地铁停车线区域通风排烟模式研究

doi:10.16265/j.cnki.issn1003-3033.2023.07.1083

摘要/Abstract

摘要：

为明确复杂结构、多排烟系统联动作用下,地铁停车线区域火灾烟气扩散特性,优化停车线通风排烟策略,针对广州某停车线区域开展了火灾现场实验和数值模拟研究。首先,基于全尺寸火灾试验结果,获取停车线区域典型火灾场景下的烟气扩散和沉降特性,并测量停车线区域不同通风模式下的气流流速;随后,运用数值模拟方法对比多种排烟模式下的烟气控制效果,并分析隧道风机和射流风机排烟风量对烟气扩散特征的影响形式。研究结果表明:自然通风场景下,火灾烟气起火后180 s内即可进入区间隧道及配线隧道,而启动隧道风机排烟可以减缓烟气扩散速率和沉降速率,但隧道风速未达到临界风速时,无法控制烟气向外扩散;隧道风机排烟组合区间射流风机向停车线送风的工作模式是停车线区域最佳排烟模式,建议隧道风机采用2台60 m³/s风量风机,射流风机采用2台30 m³/s风量风机,可同时降低停车线区域、区间隧道及配线隧道区域的烟气扩散和沉降速率,延长各区域可用疏散时间。研究结果可用于指导停车线风机选型及排烟模式设计,提升停车线区域火灾烟气控制能力。

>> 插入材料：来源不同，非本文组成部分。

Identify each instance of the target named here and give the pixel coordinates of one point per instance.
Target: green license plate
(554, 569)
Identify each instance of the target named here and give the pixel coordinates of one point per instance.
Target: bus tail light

关键词: 地铁, 停车线, 通风排烟, 全尺寸试验, 数值模拟, 火灾

Abstract:

In order to analyze the fire smoke diffusion characteristics and optimal ventilation strategy in parking line areas under the interaction of complex structures and multiple ventilation systems, full-scale experiments and computer modeling were carried out on a parking line area in Guangzhou. Firstly, the smoke diffusion characteristics were acquired with a full-scale experiment. The airflow velocity was also measured during the experiment with various ventilation modes. Then, the smoke control performance of different ventilation modes was analyzed with numerical simulation. The impact of ventilation volume on smoke diffusion was discussed. The main conclusions are as follows: In the natural ventilation scenario, fire smoke would spread to the interval tunnel and siding area within 180 s after a fire. The use of tunnel ventilation fans could slow down the diffusion and settlement of smoke. But the longitudinal velocity is smaller than the critical velocity, which could not stop the smoke from spreading outside. The best smoke control performance is achieved by using a tunnel ventilation fan to exhaust smoke and an interval jet fan to supply air to the parking line. It is recommended to adopt the design of tunnel ventilation fans with 2 units of 60 m³/s air volume and jet fans with 2 units of 30 m³/s air volume to control the smoke diffusion and improve evacuation safety in the parking line, interval tunnel and siding area at the same time. The results can be used to guide the selection of fan parameters and the design of ventilation strategy in other parking line areas, which support improving the safety level of parking lines.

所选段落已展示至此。